The symptoms may vary:
- failed tasks with ODBC-related errors:
PSSDBImpl: your call failed due to database server connectivity problem. The application has restored the connection. Please, retry your call.
Execution Failed: server closed the connection unexpectedly. This probably means the server terminated abnormally before or while processing the request."
- CP availability issues with the same errors in the logs.
In the online store domains are shown as unavailable for registration, logs show connection error, e.g:
[15-10-01 10:24:20.324 OPENSRS_Obj RQ00000 TH24894 NTE] Entering method OPENSRS.CheckAvailability(user = -1, SID = 0, lang = en, request = 0, localObject = 1, transaction = 0 (HP)) [15-10-01 10:24:20.324 OPENSRS_Obj RQ00000 TH24894 TRC] +++ ItemResult* OPENSRS::CheckAvailability(Int, Str)() [15-10-01 10:24:20.325 generic_wor RQ00000 TH24894 DBG]  Loading readonly a row (RegistrarID=11) in table OpenSRSConf [15-10-01 10:24:20.325 RDBMS RQ00000 TH24894 INF] Prepare [0x7f4908014390]: SELECT "RegistrarID", "UID", "Pass", "TechContactMode", "Mode", "TestHost", "TestPort", "RealHost", "RealPort", "UserArc", "DateArc" FROM "OpenSRSConf" WHERE "RegistrarID" = $1 [15-10-01 10:24:20.326 RDBMS RQ00000 TH24894 NTE] Code: 1000. server closed the connection unexpectedly This probably means the server terminated abnormally before or while processing the request. [15-10-01 10:24:20.326 OPENSRS_Obj RQ00000 TH24894 TRC] ... *** INTERRUPTED BY EXCEPTION *** ItemResult* OPENSRS::CheckAvailability(Int, Str) [15-10-01 10:24:20.326 OPENSRS_Obj RQ00000 TH24894 NTE] Finished method OPENSRS.CheckAvailability(user = -1, SID = 0, lang = en, request = 0, localObject = 1, transaction = 0 (HP))
- In postgresql logs errors
LOG: could not receive data from client: Connection reset by peerand
LOG: unexpected EOF on client connectionappear from time to time.
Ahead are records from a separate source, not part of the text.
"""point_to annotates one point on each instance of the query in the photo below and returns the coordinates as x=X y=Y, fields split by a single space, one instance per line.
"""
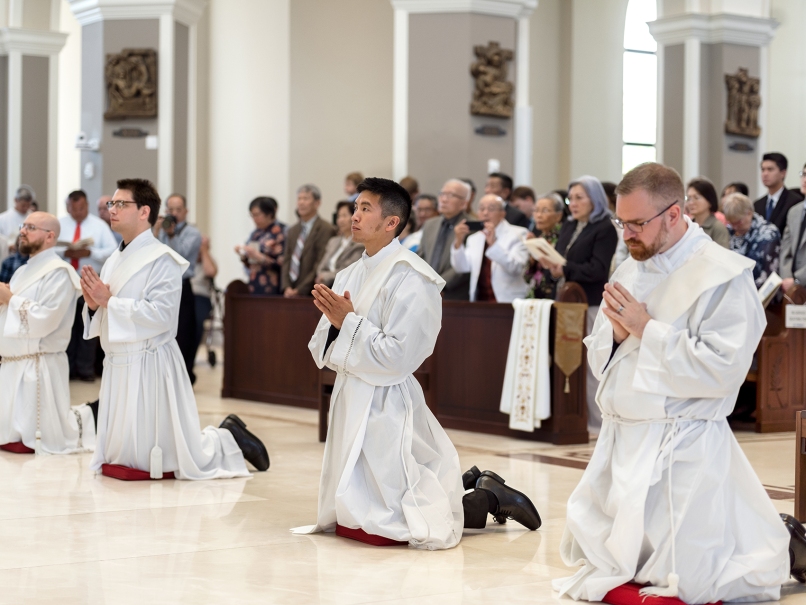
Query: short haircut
x=312 y=189
x=738 y=186
x=267 y=205
x=354 y=177
x=410 y=184
x=737 y=205
x=559 y=203
x=180 y=196
x=25 y=193
x=144 y=194
x=430 y=198
x=706 y=189
x=395 y=200
x=506 y=180
x=663 y=184
x=345 y=204
x=779 y=159
x=523 y=193
x=77 y=195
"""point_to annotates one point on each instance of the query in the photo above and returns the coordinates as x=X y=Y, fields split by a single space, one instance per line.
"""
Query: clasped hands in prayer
x=96 y=293
x=627 y=315
x=334 y=307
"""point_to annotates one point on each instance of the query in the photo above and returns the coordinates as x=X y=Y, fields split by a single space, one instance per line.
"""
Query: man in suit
x=500 y=184
x=305 y=244
x=435 y=246
x=792 y=265
x=495 y=256
x=776 y=204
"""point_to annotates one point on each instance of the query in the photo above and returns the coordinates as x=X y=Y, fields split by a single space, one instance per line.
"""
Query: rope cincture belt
x=35 y=357
x=673 y=579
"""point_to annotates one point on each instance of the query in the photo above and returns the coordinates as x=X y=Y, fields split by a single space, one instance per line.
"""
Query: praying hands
x=334 y=307
x=627 y=315
x=96 y=293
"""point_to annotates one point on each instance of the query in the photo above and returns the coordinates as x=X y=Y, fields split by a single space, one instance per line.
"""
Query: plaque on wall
x=492 y=93
x=743 y=103
x=131 y=84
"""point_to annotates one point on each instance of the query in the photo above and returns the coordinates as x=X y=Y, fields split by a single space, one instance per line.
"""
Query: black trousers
x=186 y=330
x=80 y=352
x=477 y=506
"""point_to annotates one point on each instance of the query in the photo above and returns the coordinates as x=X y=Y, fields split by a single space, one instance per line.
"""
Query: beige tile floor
x=71 y=537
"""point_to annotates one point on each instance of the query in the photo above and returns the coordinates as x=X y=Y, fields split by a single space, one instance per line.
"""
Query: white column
x=400 y=95
x=14 y=143
x=691 y=109
x=165 y=120
x=523 y=111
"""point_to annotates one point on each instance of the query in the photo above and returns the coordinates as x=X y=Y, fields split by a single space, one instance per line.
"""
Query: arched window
x=640 y=85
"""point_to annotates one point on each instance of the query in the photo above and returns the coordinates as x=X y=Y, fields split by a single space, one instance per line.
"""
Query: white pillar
x=400 y=95
x=523 y=110
x=691 y=109
x=165 y=101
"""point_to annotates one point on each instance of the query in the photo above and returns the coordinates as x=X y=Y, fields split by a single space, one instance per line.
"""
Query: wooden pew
x=781 y=375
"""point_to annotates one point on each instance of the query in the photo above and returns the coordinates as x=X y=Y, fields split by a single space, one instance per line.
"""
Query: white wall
x=248 y=124
x=68 y=162
x=786 y=112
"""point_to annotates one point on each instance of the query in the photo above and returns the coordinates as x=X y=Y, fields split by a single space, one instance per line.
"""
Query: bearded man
x=668 y=498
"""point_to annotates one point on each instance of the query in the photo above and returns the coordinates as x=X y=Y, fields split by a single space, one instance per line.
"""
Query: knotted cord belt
x=35 y=357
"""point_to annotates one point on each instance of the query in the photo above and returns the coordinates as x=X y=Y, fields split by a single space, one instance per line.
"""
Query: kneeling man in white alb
x=37 y=310
x=669 y=499
x=147 y=414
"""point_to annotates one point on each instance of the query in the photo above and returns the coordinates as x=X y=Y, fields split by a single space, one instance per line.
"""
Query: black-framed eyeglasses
x=639 y=227
x=119 y=204
x=32 y=228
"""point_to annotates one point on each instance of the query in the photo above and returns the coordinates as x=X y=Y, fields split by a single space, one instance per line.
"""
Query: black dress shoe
x=797 y=547
x=252 y=448
x=512 y=504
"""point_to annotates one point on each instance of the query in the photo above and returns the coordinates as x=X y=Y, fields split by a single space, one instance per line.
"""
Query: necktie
x=293 y=272
x=439 y=246
x=76 y=237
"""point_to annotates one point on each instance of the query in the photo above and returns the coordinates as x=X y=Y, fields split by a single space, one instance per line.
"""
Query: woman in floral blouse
x=263 y=252
x=548 y=215
x=752 y=236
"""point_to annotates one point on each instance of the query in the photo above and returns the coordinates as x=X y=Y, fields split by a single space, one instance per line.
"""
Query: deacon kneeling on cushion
x=669 y=499
x=37 y=310
x=390 y=473
x=147 y=418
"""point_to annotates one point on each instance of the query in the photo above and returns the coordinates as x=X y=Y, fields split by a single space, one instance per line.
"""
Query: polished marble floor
x=71 y=537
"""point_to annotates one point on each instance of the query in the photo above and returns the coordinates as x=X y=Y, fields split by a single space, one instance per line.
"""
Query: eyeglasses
x=119 y=204
x=639 y=227
x=32 y=228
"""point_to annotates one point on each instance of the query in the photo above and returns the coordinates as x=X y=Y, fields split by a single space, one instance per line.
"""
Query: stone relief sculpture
x=492 y=95
x=743 y=103
x=131 y=84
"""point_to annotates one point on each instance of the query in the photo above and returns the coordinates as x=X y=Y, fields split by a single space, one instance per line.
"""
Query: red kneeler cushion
x=18 y=447
x=361 y=536
x=124 y=473
x=627 y=594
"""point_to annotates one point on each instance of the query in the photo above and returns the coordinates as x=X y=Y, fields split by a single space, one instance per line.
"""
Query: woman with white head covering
x=587 y=241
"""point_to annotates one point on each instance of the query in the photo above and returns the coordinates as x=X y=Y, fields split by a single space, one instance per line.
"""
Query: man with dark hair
x=184 y=239
x=500 y=184
x=776 y=204
x=668 y=499
x=148 y=424
x=92 y=242
x=390 y=473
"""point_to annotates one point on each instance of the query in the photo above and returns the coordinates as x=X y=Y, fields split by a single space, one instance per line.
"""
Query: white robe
x=668 y=398
x=143 y=371
x=389 y=467
x=38 y=319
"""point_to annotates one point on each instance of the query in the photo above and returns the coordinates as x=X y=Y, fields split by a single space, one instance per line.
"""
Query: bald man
x=37 y=309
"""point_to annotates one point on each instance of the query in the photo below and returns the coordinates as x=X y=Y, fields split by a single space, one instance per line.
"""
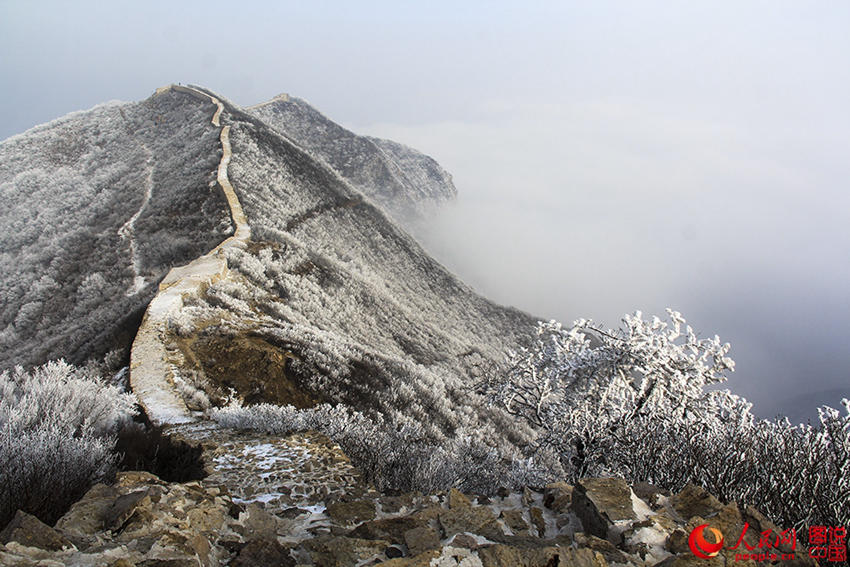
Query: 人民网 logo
x=700 y=546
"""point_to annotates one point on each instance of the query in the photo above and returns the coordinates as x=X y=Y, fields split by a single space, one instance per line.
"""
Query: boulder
x=507 y=556
x=337 y=551
x=694 y=501
x=263 y=552
x=85 y=518
x=421 y=539
x=390 y=529
x=32 y=532
x=601 y=502
x=348 y=513
x=515 y=521
x=558 y=496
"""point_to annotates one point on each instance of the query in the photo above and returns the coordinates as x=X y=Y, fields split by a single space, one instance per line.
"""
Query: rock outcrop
x=296 y=500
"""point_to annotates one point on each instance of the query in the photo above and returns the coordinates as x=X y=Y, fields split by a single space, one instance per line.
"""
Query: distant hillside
x=404 y=182
x=97 y=206
x=331 y=300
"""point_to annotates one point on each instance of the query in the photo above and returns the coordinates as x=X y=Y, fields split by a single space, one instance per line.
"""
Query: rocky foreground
x=297 y=500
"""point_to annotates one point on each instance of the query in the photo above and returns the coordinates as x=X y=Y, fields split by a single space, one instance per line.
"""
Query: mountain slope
x=98 y=205
x=330 y=300
x=404 y=182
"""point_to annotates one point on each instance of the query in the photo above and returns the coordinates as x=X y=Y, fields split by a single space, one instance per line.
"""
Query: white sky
x=610 y=156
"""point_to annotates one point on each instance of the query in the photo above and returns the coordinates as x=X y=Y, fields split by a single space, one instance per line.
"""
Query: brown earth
x=255 y=369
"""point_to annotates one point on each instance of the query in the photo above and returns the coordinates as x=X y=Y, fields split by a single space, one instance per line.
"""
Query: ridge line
x=152 y=375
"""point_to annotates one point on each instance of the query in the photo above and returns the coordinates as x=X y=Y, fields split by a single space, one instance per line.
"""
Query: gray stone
x=599 y=502
x=558 y=496
x=32 y=532
x=694 y=501
x=421 y=539
x=263 y=552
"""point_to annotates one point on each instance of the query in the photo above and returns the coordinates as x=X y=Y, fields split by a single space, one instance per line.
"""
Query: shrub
x=147 y=449
x=57 y=431
x=393 y=455
x=633 y=402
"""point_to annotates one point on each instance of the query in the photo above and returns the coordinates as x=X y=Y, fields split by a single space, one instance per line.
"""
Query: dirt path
x=151 y=373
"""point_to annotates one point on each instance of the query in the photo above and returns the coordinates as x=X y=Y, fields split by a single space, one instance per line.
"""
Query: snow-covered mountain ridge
x=329 y=300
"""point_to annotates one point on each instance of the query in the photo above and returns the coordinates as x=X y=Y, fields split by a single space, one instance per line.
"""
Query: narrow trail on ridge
x=151 y=374
x=128 y=229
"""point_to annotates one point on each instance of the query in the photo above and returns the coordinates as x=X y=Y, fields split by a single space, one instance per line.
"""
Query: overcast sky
x=610 y=156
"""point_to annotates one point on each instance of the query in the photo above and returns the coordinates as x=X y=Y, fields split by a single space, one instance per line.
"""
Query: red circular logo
x=700 y=546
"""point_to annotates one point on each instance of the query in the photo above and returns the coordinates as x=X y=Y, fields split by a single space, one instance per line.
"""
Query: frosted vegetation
x=402 y=181
x=57 y=432
x=634 y=402
x=75 y=273
x=407 y=364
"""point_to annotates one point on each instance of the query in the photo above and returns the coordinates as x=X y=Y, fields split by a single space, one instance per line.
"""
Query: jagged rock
x=515 y=521
x=475 y=520
x=506 y=556
x=695 y=501
x=600 y=502
x=395 y=504
x=123 y=507
x=32 y=532
x=465 y=541
x=608 y=550
x=649 y=493
x=390 y=529
x=421 y=560
x=393 y=551
x=257 y=523
x=263 y=552
x=348 y=513
x=421 y=539
x=538 y=520
x=342 y=551
x=85 y=518
x=558 y=497
x=458 y=500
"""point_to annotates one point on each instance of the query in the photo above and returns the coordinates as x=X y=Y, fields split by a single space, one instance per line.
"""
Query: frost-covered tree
x=635 y=402
x=57 y=432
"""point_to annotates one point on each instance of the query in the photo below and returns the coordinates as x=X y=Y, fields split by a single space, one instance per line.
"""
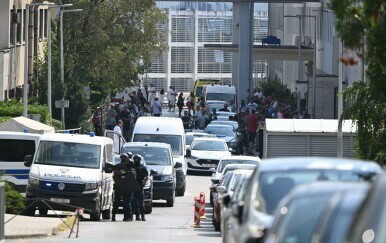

BA attempts to reuse the postgresql connection created earlier, but due to some networking issue the existing connection has been reset. BA does not validate the connection status, method just fails, system does not attempt to initiate a new connection, which is a bug with id #PBA-66084 ("Status of the database process transaction is associated with is not checked". But the initial root cause lays in the connection being dropped somewhere in the middle of the connection BA application server <-> database (it can be done by firewall, router, some third-party applications).
The suggestion here is either increasing the idle connections timeout on router or move BA database to the same network as BA application server to avoid connections being dropped, please contact the system administrator for the details.
To workaround the issue you may change the system settings on the database server, e.g. initial settings:
[root@hostname ipv4]# cat tcp_keepalive_time 7200 [root@hostname ipv4]# cat tcp_keepalive_intvl 75 [root@hostname ipv4]# cat tcp_keepalive_probes 9
Change them to check the behaviour:
echo 600 > /proc/sys/net/ipv4/tcp_keepalive_time echo 90 > /proc/sys/net/ipv4/tcp_keepalive_intvl echo 1000 > /proc/sys/net/ipv4/tcp_keepalive_probes
Note, the change is reset after the server reboot.